Io n’ebbi gran giovamento; ed il dottor Perronè, anche per accrescere la rinomanza di quei bagni, scrisse una particolareggiata relazione della cura da me fatta e della guarigione ottenuta, e la presentò alla facoltà medica di Parigi.
La Bourboule divenne comune autonomo nel 1875. Da quell’epoca comincia la sua crescita come stazione termale alla moda.
La Barboule e il vicino comune di Le Mont Dore sono si trovano nel dipartimento del Puy-de-Dôme. Esso fu istituito con decreto nel 1789 con il nome di Mont d’Or, ma in seguito il nome fu cambiato, secondo la leggenda perché gli abitanti temevano che l’originale denominazione attirasse troppo l’attenzione degli esattori delle imposte. Il capoluogo è Clermont Ferrand.
Naturalmente le acque termali non contengono arsenico.

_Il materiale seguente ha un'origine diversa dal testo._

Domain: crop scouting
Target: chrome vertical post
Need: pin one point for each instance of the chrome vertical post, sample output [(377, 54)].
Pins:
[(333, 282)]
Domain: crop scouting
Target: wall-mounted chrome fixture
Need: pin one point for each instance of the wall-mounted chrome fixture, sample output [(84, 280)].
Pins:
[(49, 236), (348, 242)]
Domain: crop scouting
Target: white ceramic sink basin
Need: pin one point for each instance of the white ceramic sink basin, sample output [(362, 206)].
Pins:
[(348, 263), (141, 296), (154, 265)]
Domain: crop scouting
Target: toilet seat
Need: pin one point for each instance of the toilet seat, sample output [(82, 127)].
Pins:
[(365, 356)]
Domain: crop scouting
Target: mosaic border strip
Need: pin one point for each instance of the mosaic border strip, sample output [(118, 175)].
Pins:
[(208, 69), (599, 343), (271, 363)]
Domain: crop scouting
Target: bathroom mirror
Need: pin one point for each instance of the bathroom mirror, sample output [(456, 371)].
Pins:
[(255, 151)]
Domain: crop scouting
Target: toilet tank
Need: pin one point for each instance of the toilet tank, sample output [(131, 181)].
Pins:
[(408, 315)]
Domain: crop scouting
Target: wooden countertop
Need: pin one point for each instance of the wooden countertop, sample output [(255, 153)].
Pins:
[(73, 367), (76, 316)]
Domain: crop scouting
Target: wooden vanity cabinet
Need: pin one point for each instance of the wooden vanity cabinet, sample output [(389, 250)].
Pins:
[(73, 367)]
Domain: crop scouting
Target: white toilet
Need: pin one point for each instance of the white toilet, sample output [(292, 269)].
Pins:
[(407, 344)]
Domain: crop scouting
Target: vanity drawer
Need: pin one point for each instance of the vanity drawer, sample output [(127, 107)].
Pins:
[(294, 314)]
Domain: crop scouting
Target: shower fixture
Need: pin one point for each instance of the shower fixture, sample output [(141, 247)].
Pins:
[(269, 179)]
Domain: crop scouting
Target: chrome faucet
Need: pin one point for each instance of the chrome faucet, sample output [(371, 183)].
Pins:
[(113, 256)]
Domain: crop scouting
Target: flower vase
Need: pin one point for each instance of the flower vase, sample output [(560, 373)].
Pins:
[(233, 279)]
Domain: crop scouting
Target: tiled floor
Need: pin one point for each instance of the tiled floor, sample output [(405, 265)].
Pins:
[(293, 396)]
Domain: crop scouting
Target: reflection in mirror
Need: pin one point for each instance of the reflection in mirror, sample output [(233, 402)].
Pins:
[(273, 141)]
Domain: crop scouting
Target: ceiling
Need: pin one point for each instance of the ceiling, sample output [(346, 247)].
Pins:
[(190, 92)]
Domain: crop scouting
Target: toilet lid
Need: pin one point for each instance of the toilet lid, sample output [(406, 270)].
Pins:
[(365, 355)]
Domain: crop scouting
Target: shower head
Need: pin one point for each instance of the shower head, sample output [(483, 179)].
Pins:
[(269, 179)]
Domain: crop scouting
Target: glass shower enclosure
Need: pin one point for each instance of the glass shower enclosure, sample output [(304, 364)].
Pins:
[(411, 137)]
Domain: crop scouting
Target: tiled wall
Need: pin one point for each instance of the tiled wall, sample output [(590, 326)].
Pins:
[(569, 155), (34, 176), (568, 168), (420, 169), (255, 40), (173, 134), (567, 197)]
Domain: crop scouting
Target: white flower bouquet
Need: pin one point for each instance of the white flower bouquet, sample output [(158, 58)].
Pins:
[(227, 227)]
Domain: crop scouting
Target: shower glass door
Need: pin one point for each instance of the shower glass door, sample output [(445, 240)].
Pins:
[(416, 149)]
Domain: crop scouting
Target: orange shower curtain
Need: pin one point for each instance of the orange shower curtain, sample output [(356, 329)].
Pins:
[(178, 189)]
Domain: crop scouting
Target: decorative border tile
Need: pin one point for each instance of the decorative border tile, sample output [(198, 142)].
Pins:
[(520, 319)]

4. Ringraziato il buon dottore della doppia carità che mi aveva usato, col P. Domenico scendemmo a Mondor per ritornare a Clermont. Quella strada passa ai piedi della montagna chiamata Puy de Dôme, e poichè da quell’altura godevasi un bellissimo panorama, alcuni viaggiatori, che a Mondor cransi uniti con noi, vi salirono, e vi si fermarono tutta la giornata. Noi continuammo il cammino per giungere presto a Clermont, dove pensavamo restare qualche giorno per osservare i suoi monumenti. Prima visitammo la cattedrale, di stile gotico, ed una delle più belle della Francia. Allora si lavorava per terminare la facciata, rimasta parecchio tempo a metà e rustica. Veduto poscia l’antico castello, ci recammo ai bagni Royale, più dolci di quelli di Mondor e della Bourboulle, e dove molti Parigini ogni anno recansi nella calda stagione, per godere le amene frescure della campagna e delle acque. Un giorno il padre Domenico mi condusse a vedere il luogo, cotanto celebre, donde Pietro l’Eremita cominciò a predicare la Crociata contro i Turchi.
La costruzione della Cattedrale di Notre-Dame-de-l’Assomption cominciò nel 1248. Dopo diverse fasi di distruzioni e di ripresa dei lavori che più volte ne modificarono l’aspetto, la chiesa assunse l’aspetto attuale agli inizi del XX secolo. I lavori della facciata a cui allude il Massaja furono eseguiti secondo il progetto elaborato da Viollet-le-Duc.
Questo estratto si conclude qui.